I presume a work certificate is simply a reference letter, but is there an easy way to do this?

I can't imagine the logistics of tracking a previous employer and trying to get a notary to witness them sign, especially if it's a centralised head office somewhere that will issue the reference.

Just wondering if anyone knows if there is a way to do this via giving the job reference to a lawyer or something and getting it attested somehow.

Any responses appreciated!


----------



## nikkisizer

Hi M123,

I am assuming you are referring to degree certificates etc. that need to be attested....

If so check out this website which you may find of use:

British Council - Middle East - Attestation services in UAE


----------



## divngator

I was looking online earlier and just happened to see that the Embassy has a link to get that done. I'm having something notarized there myself.


----------



## M123

Hi Thanks for the responses. I really appreciate it.

I'm referring specifically to work experience 'certificates' which in the UK would normally be references. (i.e. confirmations from previous employers about time of service).

Things like Marriage or educational certificates are fine as per the processes described. I was wondering if anyone has had to do this.

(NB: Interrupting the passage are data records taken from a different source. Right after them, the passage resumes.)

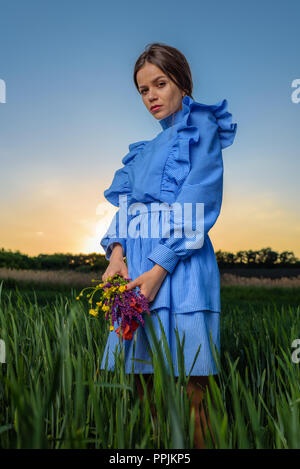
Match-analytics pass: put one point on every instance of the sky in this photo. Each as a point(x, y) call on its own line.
point(71, 109)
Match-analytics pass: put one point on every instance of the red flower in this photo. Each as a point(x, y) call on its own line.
point(127, 334)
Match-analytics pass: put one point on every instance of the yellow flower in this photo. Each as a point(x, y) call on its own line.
point(93, 313)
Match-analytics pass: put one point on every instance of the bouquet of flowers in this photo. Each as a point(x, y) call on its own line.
point(118, 304)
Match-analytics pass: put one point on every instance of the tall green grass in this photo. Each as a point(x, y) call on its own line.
point(53, 395)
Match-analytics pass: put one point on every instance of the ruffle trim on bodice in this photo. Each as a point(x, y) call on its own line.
point(120, 183)
point(188, 131)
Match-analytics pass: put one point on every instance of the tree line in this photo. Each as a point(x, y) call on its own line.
point(265, 257)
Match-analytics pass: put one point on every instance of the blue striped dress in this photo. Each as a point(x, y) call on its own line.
point(181, 167)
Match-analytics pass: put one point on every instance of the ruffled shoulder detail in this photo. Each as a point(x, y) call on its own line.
point(190, 123)
point(121, 181)
point(226, 128)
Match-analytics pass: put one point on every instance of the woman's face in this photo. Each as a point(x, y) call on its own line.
point(157, 89)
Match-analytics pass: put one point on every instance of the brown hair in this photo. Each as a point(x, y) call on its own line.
point(171, 61)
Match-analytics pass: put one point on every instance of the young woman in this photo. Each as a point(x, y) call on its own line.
point(182, 164)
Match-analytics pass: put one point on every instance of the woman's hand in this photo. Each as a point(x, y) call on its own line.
point(149, 282)
point(116, 264)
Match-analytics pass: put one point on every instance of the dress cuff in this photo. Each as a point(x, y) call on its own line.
point(110, 246)
point(165, 257)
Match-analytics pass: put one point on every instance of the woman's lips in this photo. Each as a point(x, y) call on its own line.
point(156, 108)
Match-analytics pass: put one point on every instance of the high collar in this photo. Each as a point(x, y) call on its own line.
point(175, 118)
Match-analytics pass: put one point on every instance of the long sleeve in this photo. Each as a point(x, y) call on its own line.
point(203, 185)
point(119, 195)
point(112, 236)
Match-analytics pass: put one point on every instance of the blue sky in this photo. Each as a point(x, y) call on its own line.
point(72, 110)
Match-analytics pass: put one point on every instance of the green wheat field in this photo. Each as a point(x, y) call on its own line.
point(53, 395)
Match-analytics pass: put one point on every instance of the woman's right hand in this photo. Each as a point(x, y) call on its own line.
point(116, 264)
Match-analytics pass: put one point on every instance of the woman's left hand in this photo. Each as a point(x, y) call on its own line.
point(149, 282)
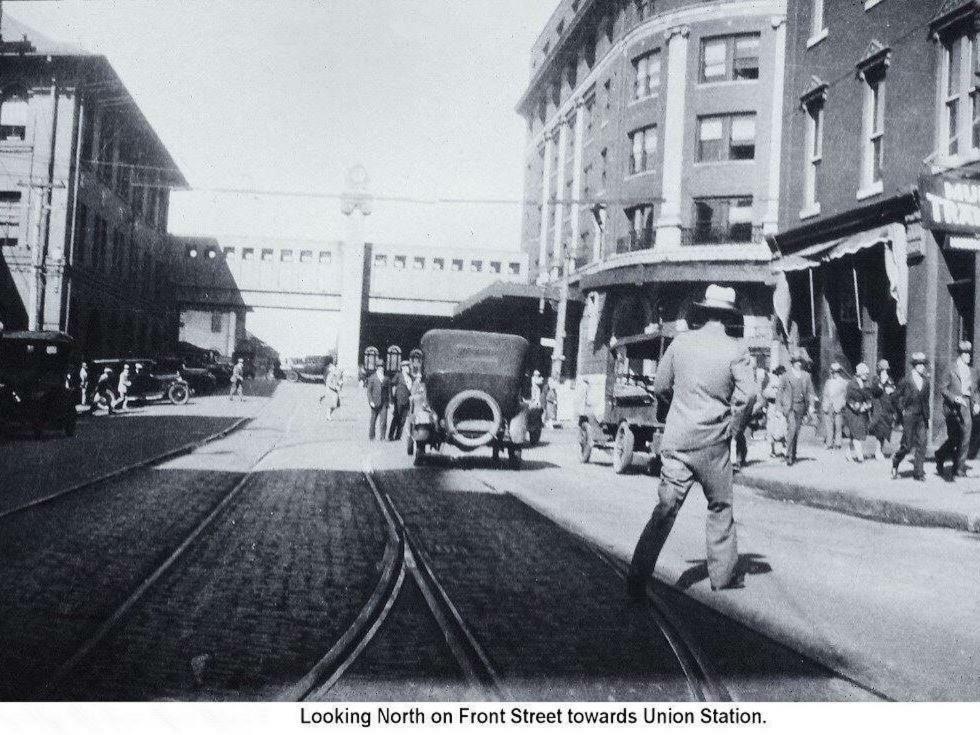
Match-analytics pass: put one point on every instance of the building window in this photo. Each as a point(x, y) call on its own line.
point(813, 108)
point(642, 234)
point(726, 138)
point(646, 75)
point(730, 58)
point(644, 143)
point(13, 116)
point(722, 220)
point(10, 218)
point(960, 125)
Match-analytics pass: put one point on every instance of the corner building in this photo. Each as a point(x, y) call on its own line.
point(652, 165)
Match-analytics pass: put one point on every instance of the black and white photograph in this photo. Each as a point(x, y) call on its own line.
point(533, 354)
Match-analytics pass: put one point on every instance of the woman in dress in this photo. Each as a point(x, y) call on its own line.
point(857, 410)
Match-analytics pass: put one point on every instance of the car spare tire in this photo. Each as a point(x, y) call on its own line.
point(468, 432)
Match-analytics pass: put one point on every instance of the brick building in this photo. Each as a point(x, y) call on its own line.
point(84, 193)
point(880, 95)
point(652, 160)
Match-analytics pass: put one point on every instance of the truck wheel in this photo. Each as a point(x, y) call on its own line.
point(623, 449)
point(178, 394)
point(586, 442)
point(419, 454)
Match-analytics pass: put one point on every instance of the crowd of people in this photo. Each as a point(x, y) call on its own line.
point(858, 414)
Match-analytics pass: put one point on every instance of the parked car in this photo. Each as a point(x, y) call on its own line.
point(471, 396)
point(630, 418)
point(37, 379)
point(152, 380)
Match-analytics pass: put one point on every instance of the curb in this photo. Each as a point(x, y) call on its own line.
point(875, 509)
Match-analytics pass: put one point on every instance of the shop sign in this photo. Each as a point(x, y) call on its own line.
point(950, 204)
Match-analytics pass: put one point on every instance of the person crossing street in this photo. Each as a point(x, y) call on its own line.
point(709, 374)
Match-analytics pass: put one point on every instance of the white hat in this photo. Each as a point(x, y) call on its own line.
point(718, 297)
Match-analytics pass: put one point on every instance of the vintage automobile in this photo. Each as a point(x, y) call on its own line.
point(153, 380)
point(37, 379)
point(630, 417)
point(471, 397)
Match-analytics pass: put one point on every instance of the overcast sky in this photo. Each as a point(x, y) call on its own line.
point(288, 94)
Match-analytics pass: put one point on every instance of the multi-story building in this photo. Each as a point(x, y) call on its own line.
point(84, 193)
point(877, 233)
point(652, 164)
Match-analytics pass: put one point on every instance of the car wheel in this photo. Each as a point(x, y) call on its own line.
point(419, 454)
point(623, 449)
point(586, 442)
point(178, 394)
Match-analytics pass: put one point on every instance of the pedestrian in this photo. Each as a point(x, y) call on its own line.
point(960, 403)
point(378, 394)
point(401, 397)
point(882, 419)
point(857, 410)
point(912, 402)
point(537, 383)
point(83, 383)
point(797, 399)
point(237, 381)
point(103, 392)
point(550, 392)
point(333, 382)
point(709, 376)
point(775, 419)
point(122, 392)
point(832, 406)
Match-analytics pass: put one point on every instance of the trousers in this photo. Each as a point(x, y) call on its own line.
point(379, 415)
point(793, 421)
point(959, 427)
point(914, 440)
point(710, 466)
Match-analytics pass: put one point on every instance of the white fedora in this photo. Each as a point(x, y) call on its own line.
point(719, 298)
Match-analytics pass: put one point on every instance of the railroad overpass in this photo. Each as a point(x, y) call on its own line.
point(297, 295)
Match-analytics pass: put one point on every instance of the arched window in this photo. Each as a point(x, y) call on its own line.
point(13, 114)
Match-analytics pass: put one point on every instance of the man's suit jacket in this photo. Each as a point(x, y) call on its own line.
point(401, 391)
point(952, 388)
point(797, 393)
point(710, 377)
point(911, 401)
point(377, 389)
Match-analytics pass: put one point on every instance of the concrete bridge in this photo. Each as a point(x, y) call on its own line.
point(299, 296)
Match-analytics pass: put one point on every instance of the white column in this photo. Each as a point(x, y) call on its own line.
point(579, 143)
point(560, 194)
point(549, 142)
point(770, 223)
point(669, 225)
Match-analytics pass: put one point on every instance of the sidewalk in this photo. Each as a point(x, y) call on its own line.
point(823, 478)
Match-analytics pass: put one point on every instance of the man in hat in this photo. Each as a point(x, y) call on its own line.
point(401, 394)
point(796, 401)
point(912, 402)
point(710, 377)
point(960, 402)
point(832, 405)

To attest a work experience letter from my mind would potentially require the person signing it to be witnessed by a notary public, which in itself will be an incredible hassle to organise.

Just hoping there is something I've missed, or perhaps an agency or someone that can do this?

Many thanks


----------



## Renoir21

Hello M123,

I've also go provide a Work Certificate for my visa application in Dubai. Can you let me know how you got on with yours and just what was involved?


----------



## rsinner

Providing a "work certificate" (or whatever term is used for it) is standard for anywhere in the world. Never had to get mine attested. And I have had visas issued by 3 companies in UAE


----------



## M123

Renoir21 said:


> Hello M123,
> 
> I've also go provide a Work Certificate for my visa application in Dubai. Can you let me know how you got on with yours and just what was involved?


To get it attested would need first to have the signatory sign the reference in the presence of a notary public in the UK. They will just sort this out when they are next in the UK. As the one I described is to do with the Government process (with the MOH) it's tough to explain to them that a 'work certificate' is not a standard procedure in the UK, if your employer is more flexible you may get some better luck especially if non-government. sometimes you can get away with a reference but if they ask for it to be attested then you need to get the referee to go to a notary or have them visit the referee whilst signing. (you can then get it attested as per the normal procedure as you would a degree or something)



rsinner said:


> Providing a "work certificate" (or whatever term is used for it) is standard for anywhere in the world. Never had to get mine attested. And I have had visas issued by 3 companies in UAE


I believe it is standard terminology for India (as many of my Indian employees call it that) and perhaps is something common there. It's certainly not a standard for anywhere in the world. In the UK they usually ask for 'references' and these references are normally checked via the HR dept. who can and usually will contact the referees to determine authenticity. Even back in the UK when I worked I'd had some overseas experience, and the organisation had contacted the referee overseas.

You also likely never had to get yours attested because it wasn't requested. If the potential employer requests it then it's different. Also as it is essentially a signed letter, that reference can't be attested very easily without the signatory jumping through the hoops described above.

I hope this clarifies it for you because what you are describing isn't compatible with what I had asked previously.


----------